Michael Mior picture Michael Mior · Oct 19, 2011 · Viewed 7.5k times · Source

When running a MapReduce job with a specified combiner, is the combiner run during the sort phase? I understand that the combiner is run on mapper output for each spill, but it seems like it would also be beneficial to run during intermediate steps when merge sorting. I'm assuming here that in some stages of the sort, mapper output for some equivalent keys is held in memory at some point.

If this doesn't currently happen, is there a particular reason, or just something which hasn't been implemented?

Thanks in advance!

Answer

Thomas Jungblut picture Thomas Jungblut · Oct 19, 2011

Combiners are there to save network bandwidth.

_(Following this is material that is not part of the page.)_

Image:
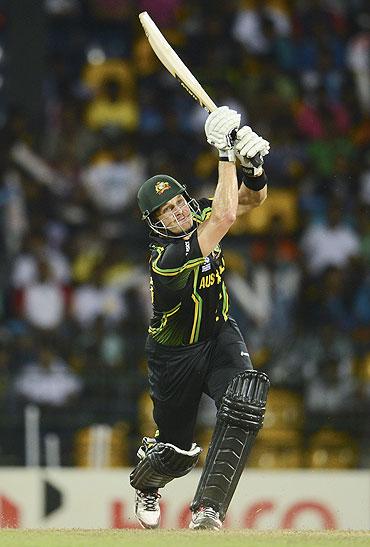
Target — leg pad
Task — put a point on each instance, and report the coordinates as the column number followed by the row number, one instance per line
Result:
column 239, row 419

The mapoutput directly gets sorted:

sorter.sort(MapOutputBuffer.this, kvstart, endPosition, reporter);

This happens right after the real mapping is done. During iteration through the buffer it checks if there has a combiner been set and if yes it combines the records. If not, it directly spills onto disk.

The important parts are in the MapTask, if you'd like to see it for yourself.

    sorter.sort(MapOutputBuffer.this, kvstart, endPosition, reporter);
    // some fields
    for (int i = 0; i < partitions; ++i) {
        // check if configured
        if (combinerRunner == null) {
          // spill directly
        } else {
            combinerRunner.combine(kvIter, combineCollector);
        }
    }

This is the right stage to save the disk space and the network bandwidth, because it is very likely that the output has to be transfered. During the merge/shuffle/sort phase it is not beneficial because then you have to crunch more amounts of data in comparision with the combiner run at map finish time.

Note the sort-phase which is shown in the web interface is misleading. It is just pure merging.